Au final, c’est une vaste opération de porte-à-porte virtuel qu’ont entrepris les réformateurs et leurs soutiens, réussissant à atteindre un nombre record d’électeurs en un temps éclair. C’est précisément grâce à son caractère immédiat, creusé dans l’urgence, que cette campagne virtuelle s’est révélée décisive.
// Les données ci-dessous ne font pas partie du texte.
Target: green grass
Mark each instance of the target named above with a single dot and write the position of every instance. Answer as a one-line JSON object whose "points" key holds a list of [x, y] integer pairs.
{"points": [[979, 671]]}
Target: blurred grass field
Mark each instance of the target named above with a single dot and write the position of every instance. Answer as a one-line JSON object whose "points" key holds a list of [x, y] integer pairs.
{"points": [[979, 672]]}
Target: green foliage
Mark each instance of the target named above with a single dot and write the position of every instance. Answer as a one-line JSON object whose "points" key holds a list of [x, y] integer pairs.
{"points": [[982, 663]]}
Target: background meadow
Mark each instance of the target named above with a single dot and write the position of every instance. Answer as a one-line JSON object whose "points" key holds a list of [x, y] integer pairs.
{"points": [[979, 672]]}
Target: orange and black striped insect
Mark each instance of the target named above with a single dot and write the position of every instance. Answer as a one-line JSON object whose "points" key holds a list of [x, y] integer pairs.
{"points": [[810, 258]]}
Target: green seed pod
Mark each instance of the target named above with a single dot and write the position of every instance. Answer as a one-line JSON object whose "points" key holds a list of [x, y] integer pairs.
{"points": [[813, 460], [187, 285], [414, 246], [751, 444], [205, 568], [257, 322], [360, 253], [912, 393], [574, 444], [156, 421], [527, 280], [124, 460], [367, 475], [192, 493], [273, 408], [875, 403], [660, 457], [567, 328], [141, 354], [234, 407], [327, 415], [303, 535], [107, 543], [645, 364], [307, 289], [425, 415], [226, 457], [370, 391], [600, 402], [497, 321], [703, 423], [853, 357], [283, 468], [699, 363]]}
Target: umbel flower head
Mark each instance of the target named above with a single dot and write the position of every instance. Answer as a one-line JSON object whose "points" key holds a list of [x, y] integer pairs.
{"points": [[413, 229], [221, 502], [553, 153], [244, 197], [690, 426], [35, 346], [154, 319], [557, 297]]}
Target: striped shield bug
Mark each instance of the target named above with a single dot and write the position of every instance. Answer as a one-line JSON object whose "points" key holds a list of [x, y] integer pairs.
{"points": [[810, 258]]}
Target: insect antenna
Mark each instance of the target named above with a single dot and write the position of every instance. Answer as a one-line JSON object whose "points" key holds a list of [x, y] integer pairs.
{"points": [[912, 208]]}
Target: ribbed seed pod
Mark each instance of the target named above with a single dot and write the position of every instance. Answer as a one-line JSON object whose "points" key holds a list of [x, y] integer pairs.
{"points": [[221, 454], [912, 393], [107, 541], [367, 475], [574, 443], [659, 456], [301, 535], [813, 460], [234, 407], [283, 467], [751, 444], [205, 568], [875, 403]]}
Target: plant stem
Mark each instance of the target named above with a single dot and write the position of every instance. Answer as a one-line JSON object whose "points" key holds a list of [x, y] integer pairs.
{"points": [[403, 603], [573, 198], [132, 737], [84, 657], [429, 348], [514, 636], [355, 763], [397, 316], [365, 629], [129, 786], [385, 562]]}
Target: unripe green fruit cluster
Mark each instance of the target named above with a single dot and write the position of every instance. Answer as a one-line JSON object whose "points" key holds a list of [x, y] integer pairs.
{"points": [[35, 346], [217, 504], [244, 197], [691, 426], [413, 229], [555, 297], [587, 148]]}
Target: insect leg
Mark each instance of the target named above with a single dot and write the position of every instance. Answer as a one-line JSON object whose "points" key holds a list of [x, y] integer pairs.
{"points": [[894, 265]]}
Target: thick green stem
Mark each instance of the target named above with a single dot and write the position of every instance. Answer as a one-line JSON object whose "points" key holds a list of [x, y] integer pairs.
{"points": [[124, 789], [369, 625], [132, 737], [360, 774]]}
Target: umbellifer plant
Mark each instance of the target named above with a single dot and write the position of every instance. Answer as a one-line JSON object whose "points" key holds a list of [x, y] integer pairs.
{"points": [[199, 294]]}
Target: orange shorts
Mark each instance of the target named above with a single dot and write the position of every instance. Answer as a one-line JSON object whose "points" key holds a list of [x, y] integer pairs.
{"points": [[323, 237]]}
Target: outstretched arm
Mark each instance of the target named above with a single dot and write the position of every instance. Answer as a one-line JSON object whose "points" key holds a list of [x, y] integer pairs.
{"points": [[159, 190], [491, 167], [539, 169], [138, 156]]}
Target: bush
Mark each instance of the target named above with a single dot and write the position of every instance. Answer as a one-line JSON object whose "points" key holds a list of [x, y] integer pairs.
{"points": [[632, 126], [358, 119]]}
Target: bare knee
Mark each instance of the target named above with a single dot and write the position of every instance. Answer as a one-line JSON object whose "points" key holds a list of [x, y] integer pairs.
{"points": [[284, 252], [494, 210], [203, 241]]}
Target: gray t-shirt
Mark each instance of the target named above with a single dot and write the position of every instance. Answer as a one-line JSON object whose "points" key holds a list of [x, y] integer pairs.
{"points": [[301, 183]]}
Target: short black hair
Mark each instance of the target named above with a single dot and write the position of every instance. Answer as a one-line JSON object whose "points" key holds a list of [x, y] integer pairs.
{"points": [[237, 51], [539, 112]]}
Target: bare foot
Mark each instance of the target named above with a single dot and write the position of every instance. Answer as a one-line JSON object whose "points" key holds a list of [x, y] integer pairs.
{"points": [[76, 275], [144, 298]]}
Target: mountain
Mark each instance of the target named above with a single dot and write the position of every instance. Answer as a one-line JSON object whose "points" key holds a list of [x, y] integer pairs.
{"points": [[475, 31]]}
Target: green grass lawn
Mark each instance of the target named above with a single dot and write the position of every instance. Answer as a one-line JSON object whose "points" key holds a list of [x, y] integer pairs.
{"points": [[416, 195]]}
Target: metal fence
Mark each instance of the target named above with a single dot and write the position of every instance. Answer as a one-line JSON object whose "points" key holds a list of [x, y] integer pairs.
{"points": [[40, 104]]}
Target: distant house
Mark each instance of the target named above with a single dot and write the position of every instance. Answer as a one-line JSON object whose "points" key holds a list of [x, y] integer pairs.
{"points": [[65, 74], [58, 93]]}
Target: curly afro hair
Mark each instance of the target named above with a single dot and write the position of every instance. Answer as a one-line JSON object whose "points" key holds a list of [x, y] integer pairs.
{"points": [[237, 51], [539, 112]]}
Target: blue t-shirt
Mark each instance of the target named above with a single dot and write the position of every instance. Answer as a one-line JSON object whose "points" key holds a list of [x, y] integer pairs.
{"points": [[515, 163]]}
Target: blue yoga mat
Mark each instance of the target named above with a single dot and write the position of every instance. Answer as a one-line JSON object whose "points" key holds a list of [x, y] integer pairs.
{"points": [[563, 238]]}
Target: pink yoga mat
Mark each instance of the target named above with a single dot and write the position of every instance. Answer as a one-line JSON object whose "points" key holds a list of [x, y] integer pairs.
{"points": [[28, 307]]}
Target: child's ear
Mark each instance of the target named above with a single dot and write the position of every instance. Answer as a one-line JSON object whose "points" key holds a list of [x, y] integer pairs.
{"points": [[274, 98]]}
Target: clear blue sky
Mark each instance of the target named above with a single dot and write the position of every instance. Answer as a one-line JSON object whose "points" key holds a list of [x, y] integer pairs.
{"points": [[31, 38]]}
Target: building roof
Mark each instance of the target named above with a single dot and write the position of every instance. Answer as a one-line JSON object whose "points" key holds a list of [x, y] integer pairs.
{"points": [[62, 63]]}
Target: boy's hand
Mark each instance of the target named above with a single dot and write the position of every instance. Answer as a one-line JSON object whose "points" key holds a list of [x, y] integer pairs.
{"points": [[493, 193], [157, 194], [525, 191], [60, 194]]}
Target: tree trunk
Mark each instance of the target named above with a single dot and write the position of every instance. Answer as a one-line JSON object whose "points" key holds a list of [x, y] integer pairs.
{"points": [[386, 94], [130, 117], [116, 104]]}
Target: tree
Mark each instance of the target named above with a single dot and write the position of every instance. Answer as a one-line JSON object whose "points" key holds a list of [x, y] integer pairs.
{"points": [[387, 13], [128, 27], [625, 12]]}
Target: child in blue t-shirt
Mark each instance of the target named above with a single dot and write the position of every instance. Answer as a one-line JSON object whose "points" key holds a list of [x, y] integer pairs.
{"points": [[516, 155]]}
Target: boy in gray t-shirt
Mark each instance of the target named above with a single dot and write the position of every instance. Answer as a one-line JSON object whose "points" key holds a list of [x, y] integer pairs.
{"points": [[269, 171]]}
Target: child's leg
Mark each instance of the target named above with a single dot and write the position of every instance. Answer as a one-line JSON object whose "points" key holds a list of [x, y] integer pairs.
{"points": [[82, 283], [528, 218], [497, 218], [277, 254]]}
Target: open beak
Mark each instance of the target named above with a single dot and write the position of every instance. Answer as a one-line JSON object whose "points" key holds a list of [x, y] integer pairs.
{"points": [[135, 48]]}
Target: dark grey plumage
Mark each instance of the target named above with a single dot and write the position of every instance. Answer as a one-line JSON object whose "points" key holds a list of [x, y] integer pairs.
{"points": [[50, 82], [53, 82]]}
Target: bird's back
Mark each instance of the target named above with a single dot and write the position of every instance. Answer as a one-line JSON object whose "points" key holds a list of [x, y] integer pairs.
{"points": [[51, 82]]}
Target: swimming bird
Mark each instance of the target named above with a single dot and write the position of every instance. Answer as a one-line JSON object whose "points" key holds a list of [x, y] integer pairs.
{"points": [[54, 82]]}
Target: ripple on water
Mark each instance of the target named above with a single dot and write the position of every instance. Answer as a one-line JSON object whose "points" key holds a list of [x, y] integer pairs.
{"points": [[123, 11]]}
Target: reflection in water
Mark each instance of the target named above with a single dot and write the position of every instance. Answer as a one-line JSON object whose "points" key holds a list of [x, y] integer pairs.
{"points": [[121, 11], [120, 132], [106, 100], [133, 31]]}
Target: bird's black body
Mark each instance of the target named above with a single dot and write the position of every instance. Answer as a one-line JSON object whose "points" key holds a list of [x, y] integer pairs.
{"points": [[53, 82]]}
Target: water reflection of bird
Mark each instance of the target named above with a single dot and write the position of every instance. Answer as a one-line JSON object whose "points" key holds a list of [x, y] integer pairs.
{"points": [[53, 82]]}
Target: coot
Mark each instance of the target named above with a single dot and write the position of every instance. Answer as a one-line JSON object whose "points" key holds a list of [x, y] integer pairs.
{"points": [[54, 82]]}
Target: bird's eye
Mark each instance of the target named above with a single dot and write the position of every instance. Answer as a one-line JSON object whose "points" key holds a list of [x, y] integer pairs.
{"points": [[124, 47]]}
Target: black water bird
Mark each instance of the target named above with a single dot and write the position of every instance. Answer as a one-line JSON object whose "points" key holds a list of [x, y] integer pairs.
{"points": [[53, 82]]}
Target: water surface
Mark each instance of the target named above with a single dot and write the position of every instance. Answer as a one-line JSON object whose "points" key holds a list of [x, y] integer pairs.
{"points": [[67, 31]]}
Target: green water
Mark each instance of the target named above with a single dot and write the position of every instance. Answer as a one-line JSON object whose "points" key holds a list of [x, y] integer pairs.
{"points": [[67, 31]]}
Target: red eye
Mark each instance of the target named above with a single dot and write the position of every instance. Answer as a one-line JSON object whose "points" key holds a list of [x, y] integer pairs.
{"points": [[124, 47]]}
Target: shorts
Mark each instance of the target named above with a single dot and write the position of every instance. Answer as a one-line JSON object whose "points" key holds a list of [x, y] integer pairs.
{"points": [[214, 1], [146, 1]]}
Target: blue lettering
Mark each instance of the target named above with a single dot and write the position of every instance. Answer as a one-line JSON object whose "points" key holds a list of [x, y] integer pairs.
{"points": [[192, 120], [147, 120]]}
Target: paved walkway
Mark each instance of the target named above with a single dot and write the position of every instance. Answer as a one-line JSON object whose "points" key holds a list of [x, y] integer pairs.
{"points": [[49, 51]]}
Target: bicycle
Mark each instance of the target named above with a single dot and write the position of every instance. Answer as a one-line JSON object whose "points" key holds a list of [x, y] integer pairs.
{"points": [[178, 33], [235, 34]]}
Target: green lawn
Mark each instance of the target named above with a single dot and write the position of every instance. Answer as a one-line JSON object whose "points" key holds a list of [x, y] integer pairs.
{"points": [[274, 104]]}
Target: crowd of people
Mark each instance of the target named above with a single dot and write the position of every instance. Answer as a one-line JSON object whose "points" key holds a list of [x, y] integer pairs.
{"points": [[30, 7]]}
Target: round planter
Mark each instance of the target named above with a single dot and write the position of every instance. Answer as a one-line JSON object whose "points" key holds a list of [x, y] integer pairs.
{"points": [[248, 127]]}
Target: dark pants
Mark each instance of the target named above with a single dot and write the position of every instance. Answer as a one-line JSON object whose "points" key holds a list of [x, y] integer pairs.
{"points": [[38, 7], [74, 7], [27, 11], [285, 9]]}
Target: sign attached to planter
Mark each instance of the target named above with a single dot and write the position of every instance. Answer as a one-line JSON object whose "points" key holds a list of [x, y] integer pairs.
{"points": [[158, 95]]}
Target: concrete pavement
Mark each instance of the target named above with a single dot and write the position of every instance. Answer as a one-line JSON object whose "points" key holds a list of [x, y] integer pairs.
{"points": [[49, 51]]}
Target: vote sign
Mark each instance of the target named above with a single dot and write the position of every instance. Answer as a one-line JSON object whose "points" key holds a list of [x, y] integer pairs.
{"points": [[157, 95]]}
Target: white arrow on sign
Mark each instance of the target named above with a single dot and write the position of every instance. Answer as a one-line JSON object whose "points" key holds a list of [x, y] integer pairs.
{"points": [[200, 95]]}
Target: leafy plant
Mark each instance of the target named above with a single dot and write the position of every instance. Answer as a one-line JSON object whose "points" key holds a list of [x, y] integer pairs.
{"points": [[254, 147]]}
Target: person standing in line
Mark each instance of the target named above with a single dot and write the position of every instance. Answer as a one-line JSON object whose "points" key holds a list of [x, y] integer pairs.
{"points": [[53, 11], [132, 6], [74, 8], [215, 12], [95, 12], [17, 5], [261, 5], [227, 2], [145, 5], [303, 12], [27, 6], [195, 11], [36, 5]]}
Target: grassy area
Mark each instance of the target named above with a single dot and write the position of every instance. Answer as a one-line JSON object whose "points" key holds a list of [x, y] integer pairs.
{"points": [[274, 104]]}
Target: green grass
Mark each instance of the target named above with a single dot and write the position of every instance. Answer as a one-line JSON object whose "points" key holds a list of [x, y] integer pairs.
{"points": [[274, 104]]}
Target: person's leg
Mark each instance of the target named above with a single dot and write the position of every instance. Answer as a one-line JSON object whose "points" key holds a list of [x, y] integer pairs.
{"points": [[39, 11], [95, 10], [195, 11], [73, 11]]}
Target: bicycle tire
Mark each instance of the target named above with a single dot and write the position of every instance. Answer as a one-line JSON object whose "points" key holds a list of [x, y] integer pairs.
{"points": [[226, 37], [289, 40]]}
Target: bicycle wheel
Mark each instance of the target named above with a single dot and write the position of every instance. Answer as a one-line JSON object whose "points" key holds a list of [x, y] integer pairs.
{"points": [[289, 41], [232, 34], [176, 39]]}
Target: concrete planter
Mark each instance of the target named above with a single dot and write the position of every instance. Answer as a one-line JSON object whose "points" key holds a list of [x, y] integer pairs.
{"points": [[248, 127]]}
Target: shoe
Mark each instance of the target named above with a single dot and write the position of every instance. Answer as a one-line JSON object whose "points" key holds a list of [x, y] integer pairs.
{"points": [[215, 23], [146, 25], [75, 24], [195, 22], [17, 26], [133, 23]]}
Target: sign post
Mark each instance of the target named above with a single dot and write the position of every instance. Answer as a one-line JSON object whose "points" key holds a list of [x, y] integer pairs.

Ainsi, nombreux ont été les votants à se prendre en photo avec leur bulletin de vote, et à inonder Instagram de ces clichés « cool », incitant amis, familles et collègues à suivre la tendance – l’ouverture des bureaux de vote jusque tard dans la soirée étant propice aux indécis des classes libérales, souvent enclins à voter l’après-midi plutôt que le matin.
Très souvent, les stratèges du parti n’ont fait en réalité que canaliser les initiatives de groupes de sympathisants, issus de la jeunesse iranienne qui aspire au changement. A titre d’exemple, le dessin ci-dessous, fort de la symbolique du Mouvement vert (blessé dans les élections de 2009, mais toujours debout), a été lancé par un groupe inconnu à Machhad, mais son succès fulgurant l’a popularisé à grande vitesse sur les réseaux sociaux, jusqu’à être repris par la tête de liste des réformateurs à Téhéran.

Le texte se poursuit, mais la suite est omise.